The so-called Trump rally that ensued following the November election spread its wings beyond just the stock market.
For instance, commodities like copper rallied as investors turned increasingly bullish on base metals amid President-elect Donald Trump's plan to boost infrastructure spending.
But now, with history suggesting that the Trump rally will end with Friday's inauguration, doubts over the impact of infrastructure spending on metal prices have also grown.
Barclays analyst Dane David is the latest to join the side of the bears. In a commodities research note that measures the likely impact of Trump's infrastructure plan on metal prices, he wrote, "Hopes for a large infrastructure boost look premature."
While nobody knows whether Trump will deliver on his spending promises, or what their impact would be, extrapolation from past data offers some clues.

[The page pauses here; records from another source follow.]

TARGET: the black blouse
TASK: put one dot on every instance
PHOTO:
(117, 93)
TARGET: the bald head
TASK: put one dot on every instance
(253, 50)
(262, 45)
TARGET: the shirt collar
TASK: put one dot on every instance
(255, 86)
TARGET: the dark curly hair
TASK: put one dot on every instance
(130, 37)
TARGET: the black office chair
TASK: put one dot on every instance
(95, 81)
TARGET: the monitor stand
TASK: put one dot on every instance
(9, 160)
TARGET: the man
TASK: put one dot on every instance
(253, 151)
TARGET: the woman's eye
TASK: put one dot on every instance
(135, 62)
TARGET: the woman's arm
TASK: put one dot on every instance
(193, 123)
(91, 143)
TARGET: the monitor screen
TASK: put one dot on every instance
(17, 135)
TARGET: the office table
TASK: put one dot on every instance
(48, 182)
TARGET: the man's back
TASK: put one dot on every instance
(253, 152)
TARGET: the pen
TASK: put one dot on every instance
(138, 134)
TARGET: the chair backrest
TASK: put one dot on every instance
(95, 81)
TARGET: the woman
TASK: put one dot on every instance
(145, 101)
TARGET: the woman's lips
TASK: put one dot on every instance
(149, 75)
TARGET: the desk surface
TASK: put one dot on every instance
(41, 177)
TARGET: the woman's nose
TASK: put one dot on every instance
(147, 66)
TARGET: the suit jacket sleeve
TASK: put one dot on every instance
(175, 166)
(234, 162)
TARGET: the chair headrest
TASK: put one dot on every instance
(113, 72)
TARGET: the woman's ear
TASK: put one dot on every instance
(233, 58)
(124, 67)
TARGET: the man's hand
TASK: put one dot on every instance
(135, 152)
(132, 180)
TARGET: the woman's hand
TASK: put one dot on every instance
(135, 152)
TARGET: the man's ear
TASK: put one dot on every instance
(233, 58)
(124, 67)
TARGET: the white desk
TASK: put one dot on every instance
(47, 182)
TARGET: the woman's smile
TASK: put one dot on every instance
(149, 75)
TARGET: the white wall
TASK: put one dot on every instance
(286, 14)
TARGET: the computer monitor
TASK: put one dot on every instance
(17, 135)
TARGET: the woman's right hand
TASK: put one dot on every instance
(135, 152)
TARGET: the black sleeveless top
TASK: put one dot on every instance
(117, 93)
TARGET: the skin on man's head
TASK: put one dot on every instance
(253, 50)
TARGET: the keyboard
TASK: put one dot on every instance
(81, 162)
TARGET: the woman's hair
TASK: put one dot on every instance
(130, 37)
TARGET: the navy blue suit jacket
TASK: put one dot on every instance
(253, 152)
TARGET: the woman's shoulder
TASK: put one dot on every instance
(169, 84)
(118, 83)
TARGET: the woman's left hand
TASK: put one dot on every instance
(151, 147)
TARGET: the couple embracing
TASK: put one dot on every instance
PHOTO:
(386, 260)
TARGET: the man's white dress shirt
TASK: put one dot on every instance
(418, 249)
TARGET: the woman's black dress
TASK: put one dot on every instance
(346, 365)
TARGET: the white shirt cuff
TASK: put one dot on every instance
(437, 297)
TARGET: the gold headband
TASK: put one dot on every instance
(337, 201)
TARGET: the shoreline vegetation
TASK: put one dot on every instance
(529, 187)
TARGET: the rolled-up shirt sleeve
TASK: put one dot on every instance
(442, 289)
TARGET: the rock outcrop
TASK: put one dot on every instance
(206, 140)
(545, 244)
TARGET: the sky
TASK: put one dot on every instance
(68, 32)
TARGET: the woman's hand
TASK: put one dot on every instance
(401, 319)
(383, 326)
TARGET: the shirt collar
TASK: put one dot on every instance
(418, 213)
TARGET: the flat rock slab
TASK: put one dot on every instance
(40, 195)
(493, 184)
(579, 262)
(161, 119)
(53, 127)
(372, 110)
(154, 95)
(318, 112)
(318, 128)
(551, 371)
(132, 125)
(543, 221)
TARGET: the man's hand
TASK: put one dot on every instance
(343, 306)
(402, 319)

"The 2009 stimulus should provide an excellent case study of what happens in the US when billions of dollars are spent on steel- and copper-intensive projects," David said. "Of the $837bn allocated to spending in the stimulus, $105.3bn was allocated to US infrastructure spending, the breakdown of which is shown in Figure 5."
And its impact on metal demand was nothing to write home about.
"The net effect on copper was modest at best," the note said. "It was the US auto sector, and efforts designed to rescue and grow that sector in 2009 (bailouts, 'cash for clunkers') that supported copper consumption in the years after the Great Recession, not the stimulus."
So, he concluded, "contrary to some very bullish expectations, additional demand stemming from Trump's infrastructure plans is limited, though not necessarily insignificant."